If I had had the energy to stop and take a picture you would have seen what I saw.
A beautiful flat bike path meandering through the surrounding hills. Yucca plants leaping joyously from the undergrowth. Birds chattering excitedly with their neighbors. Threatening clouds being threatened by blue sky. A perfect day on a perfect route.
You would have been wrong.
I was pressing the pedals with all my might. Leaning into my tri bars with my head tucked down. Watching the speedometer barely reach 10.7 mph.
I was pressing into the headwind from hell. Invisible and brutal. Pretentious and taunting. Unwilling to show herself, yet beating me down one yard at a time.
And my soul ached for a mountain. Something tangible to make this brutal pain make sense. Something everyone could see that would account for my slow and monotonous journey. Something that could explain why I was so pathetic.
A couple of summers ago, my husband and I biked about 300 miles of the California coast line. One of our toughest days was through Big Sur where there are back to back peaks to climb. Well, on paper that was one of our toughest days. But in reality, the toughest day was back in Marina where we encountered a head wind that impeded our progress and severely tested my mental toughness more than any climb. I found myself on the verge of tears, wanting to quit the whole adventure, ugly words coming out of my mouth. And I thought, “Give me a mountain! Please, give me a hill to climb.”
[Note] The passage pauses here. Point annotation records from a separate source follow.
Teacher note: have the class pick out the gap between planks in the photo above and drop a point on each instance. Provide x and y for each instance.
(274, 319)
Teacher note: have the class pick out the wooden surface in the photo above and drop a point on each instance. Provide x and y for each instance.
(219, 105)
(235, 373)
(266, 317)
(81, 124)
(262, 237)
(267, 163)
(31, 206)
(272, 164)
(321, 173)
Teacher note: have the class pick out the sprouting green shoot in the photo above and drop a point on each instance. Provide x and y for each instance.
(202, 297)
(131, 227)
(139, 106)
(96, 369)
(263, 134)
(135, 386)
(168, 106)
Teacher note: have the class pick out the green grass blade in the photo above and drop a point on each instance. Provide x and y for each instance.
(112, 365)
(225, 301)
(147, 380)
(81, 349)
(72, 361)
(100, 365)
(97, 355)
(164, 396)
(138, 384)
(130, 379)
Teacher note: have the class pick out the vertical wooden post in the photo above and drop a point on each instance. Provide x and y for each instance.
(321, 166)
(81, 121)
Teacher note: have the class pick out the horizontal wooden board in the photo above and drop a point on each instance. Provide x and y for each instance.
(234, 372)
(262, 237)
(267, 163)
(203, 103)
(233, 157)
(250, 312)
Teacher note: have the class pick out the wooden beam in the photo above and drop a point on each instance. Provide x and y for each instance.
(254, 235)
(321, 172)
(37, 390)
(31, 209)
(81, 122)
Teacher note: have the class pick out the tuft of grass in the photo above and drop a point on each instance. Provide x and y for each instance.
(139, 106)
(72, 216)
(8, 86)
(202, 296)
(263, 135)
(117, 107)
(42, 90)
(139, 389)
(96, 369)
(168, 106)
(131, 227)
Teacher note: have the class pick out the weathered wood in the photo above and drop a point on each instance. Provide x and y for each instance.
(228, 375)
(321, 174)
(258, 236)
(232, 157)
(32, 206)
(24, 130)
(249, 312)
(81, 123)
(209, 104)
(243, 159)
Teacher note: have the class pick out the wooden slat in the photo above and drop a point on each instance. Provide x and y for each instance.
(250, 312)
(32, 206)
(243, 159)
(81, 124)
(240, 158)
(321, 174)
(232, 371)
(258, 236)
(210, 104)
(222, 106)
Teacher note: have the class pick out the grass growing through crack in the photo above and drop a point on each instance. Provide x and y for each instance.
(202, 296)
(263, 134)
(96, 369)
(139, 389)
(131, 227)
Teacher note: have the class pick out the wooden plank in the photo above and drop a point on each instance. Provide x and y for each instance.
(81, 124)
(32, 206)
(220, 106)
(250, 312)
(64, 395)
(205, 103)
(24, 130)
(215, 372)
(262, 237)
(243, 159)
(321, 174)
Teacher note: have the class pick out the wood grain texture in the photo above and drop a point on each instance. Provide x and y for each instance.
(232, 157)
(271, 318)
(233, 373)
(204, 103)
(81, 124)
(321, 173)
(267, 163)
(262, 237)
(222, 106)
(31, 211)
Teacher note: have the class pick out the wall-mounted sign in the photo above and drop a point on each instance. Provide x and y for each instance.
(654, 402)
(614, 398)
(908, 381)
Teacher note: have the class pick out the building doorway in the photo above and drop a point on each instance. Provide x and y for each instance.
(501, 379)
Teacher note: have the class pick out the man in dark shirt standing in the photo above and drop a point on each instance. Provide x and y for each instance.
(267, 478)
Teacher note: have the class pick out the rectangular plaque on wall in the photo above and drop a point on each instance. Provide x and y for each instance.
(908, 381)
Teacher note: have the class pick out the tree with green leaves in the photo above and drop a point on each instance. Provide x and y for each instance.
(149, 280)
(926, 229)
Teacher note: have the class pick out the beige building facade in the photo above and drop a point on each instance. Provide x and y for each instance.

I wanted something that made sense. I always prefer something that makes sense. Mountains make sense. They may be painful to climb, they may cause you to hurt all over, but at least everyone can see it coming. At least you have support, empathy, understanding. At least you aren’t playing head games with yourself. Headwinds are those invisible trials that strike on even the most pleasant of journeys. The things you can’t explain, that are invisible to the naked eye. The merciless forces that exist even when photographic evidence is in denial.
That neighbor you hate who has the perfect husband and perfect house and perfect car. Who was physically and sexually abused as a child and who lives in silent fear.
Headwind.
That friend who moved across the country on a grand adventure and wondrous journey who bought a beautiful new home with beautiful views. Who misses home every single day in the deepest part of their soul.
Headwind.
That single person who has the coolest job and rocks the night life who watches yet another baby be put into the arms of her married friend.
Headwind.
That pastor who has a heart so right with God, whose sermons everyone loves, who prays with such passionate conviction. Who opens emails daily from discontented parishioners, who holds the hurt of dozens of shattered marriages and wounded children, who receives many phone calls from the weary, but few calls to check in on their own weariness.
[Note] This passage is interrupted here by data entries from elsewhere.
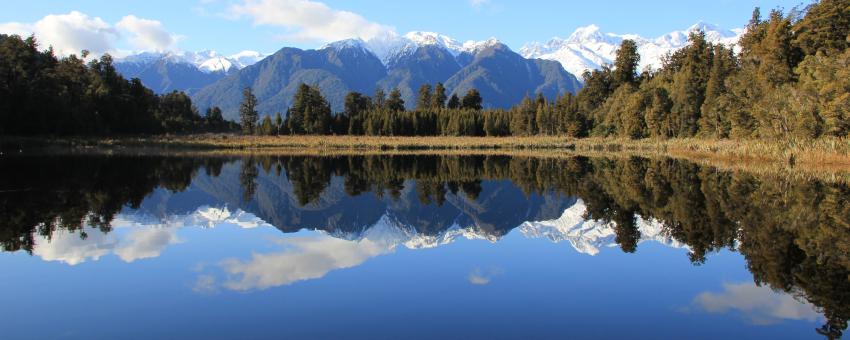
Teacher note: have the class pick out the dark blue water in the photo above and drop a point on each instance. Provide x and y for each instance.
(414, 247)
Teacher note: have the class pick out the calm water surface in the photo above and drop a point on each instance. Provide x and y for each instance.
(404, 247)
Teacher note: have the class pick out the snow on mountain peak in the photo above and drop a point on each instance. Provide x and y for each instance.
(345, 44)
(208, 61)
(431, 38)
(589, 49)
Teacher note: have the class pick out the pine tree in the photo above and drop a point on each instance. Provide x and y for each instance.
(266, 127)
(425, 98)
(394, 102)
(248, 114)
(438, 101)
(472, 100)
(626, 63)
(278, 123)
(454, 102)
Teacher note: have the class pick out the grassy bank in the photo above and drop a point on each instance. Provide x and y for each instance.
(821, 153)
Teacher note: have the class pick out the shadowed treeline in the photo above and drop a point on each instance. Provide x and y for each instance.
(794, 233)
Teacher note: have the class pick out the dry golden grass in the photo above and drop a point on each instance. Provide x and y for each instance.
(827, 158)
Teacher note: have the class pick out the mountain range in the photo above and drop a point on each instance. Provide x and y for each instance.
(589, 49)
(183, 71)
(406, 62)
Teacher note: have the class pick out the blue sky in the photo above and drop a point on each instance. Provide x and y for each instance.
(229, 26)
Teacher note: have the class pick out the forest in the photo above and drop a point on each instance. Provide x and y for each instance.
(41, 94)
(789, 77)
(793, 232)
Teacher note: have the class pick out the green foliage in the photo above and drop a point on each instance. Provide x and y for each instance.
(626, 63)
(788, 81)
(310, 112)
(40, 94)
(472, 100)
(248, 114)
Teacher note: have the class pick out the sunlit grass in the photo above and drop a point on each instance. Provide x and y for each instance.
(826, 159)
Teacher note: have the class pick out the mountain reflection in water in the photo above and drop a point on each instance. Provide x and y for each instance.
(793, 233)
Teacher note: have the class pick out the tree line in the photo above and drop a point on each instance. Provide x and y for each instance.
(790, 79)
(792, 231)
(41, 94)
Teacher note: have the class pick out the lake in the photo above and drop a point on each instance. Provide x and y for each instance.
(417, 246)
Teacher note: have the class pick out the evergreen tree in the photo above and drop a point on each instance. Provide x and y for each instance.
(438, 101)
(394, 102)
(454, 102)
(824, 28)
(425, 98)
(248, 114)
(277, 125)
(472, 100)
(626, 63)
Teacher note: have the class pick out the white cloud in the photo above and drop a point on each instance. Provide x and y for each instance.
(205, 285)
(308, 20)
(759, 305)
(146, 243)
(147, 35)
(483, 277)
(21, 29)
(305, 258)
(70, 248)
(75, 31)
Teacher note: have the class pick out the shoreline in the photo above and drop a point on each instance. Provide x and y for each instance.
(824, 155)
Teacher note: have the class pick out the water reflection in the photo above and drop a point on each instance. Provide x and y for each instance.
(793, 233)
(760, 305)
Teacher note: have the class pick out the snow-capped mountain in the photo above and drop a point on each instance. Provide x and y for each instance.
(588, 236)
(392, 48)
(183, 71)
(585, 236)
(588, 48)
(207, 61)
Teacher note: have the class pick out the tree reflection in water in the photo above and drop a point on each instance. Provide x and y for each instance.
(794, 233)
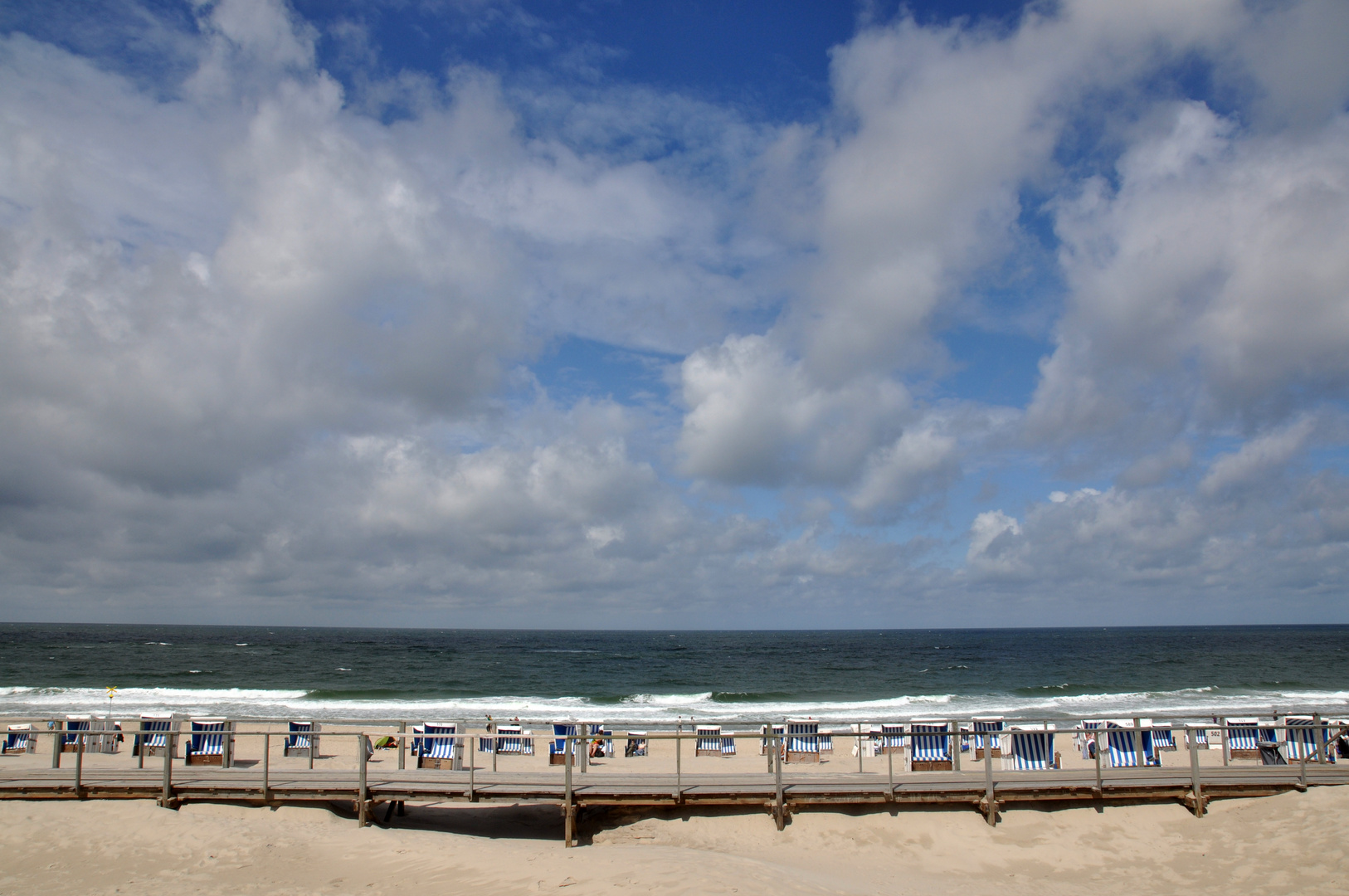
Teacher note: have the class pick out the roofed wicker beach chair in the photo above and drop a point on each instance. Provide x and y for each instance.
(1128, 745)
(153, 738)
(437, 745)
(803, 741)
(707, 740)
(1030, 747)
(71, 743)
(984, 725)
(301, 740)
(558, 747)
(930, 745)
(1308, 738)
(19, 738)
(209, 743)
(1244, 738)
Headwind. Headwind. Headwind.
We tend to be stirred and moved by people with mountains in their path. It’s tangible. We can taste and see the loss. Mountains are real and yes, mountains are hard. But let me tell you, I’d bike Big Sur again rather than take the headwind I encountered in Marina. A mountain makes sense. A headwind leaves you confused. “What’s wrong with me? Why can’t I get to where I want to go?”
So today, if you are in a season of great headwind, know that someone out there gets it. Your painful journey is real even if no one can see it. I encourage you to press on, to know that a headwind is as authentic as a mountain. And be compassionate with yourself when you are pedaling with all your might and seeing very little progress.
And remember that even when you can’t see what is in another’s path, and you wonder why they are progressing through life at a snail’s crawl, don’t be too quick to judge.
Instead, turn your face into the wind and cheer them on.
My soul says amen! Yes, thank you!
Thanks for sharing Suz. It’s the quiet struggles that undermine so many of us. I sometimes weep over them in the private places (quiet times alone in the car, just before I edge off to sleep, or while digging deeper in my journal). Those struggles can fill me with doubt, bitter sadness, anger and waver my sense of purpose in life. God is so gentle. He meets me there and provides yet another wind block. Love you girl.